于是,澄便在凌的家住下了,每天跟着凌练功。很快,澄就完全掌握了对火的控制,同时,凌的父亲专门请人帮澄制作了武器——一对折扇。一年后,澄便挡住脸,和凌一起上了战场,虽说她不肯伤害敌国的人,却使得他们自己的伤亡大大下降,并且凌也几乎没再受过伤。同时凌和澄也在不断查找盗料,在各种古书和老人们的口迷中,他们总算是知道,只要在签约地附近,用被保护者的鲜血及可召出彼岸花。于是凌和澄没有告诉任何人,仅仅是给凌的父亲留了张纸条,就跑到城外,并趁战乱溜入敌国。凌负责脱住龙和其他人,澄则趁虚而入,找到澈。来一切都很顺利,但紧要关头,澄却被龙打伤,凌恨不得现在就一刀捅死他。

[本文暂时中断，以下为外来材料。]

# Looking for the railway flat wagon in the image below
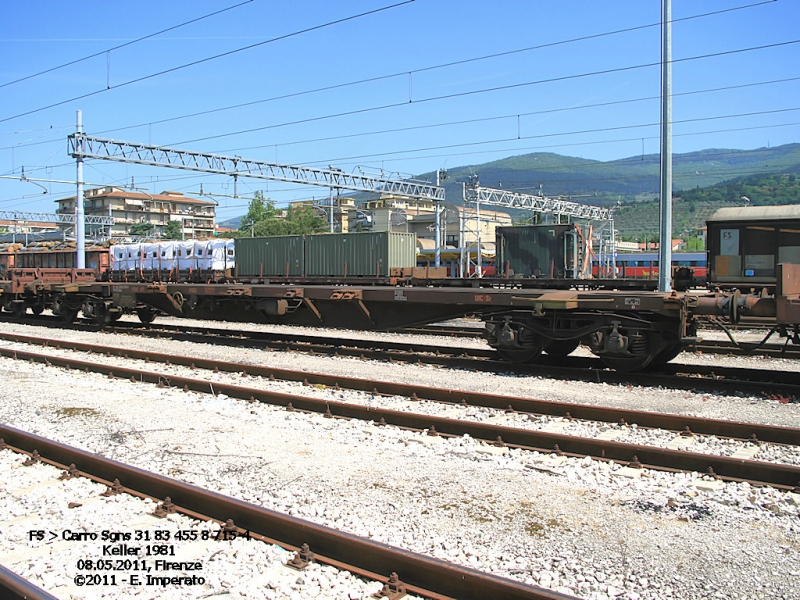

“凌!”澄挣扎着站起来,拉住凌。凌听见远处传来脚步声和马蹄声,都敌国的人赶来了。“唉—”凌的拳头松开了,叹了口气,将龙和澈赶入房间,用绳子绑好,又小心翼翼地扶澄到床上,狠狠瞪了龙和澈一眼就出去了。澈和龙立刻想挣脱,澄却拿出扇子架在两人脖子上。“澄,你……”澈一时不知该说些什么好。澄看着两人,想起三年前,要不是去的能量护住自己,自己早被风吹散在空中了。但澄并不怪他们俩,而且他们也没做什么。只是,这三年,澄先是知道了自己的身份,又被凌的父亲收养,和凌一起练功,一起在战场上搏杀,相比之下,敌国——尽管澄只呆了三年——却更像自己的家。更何况,澄在两个国家都呆过,见识了战争的残酷与双向性,两个国家的百姓都叫苦连天。澄曾多次恳求凌的父亲休战,也告诉了他两国百姓的情况。听完后,凌的父亲沉默了很久,但,仗,还是要打,两国间的怨恨,无法调解。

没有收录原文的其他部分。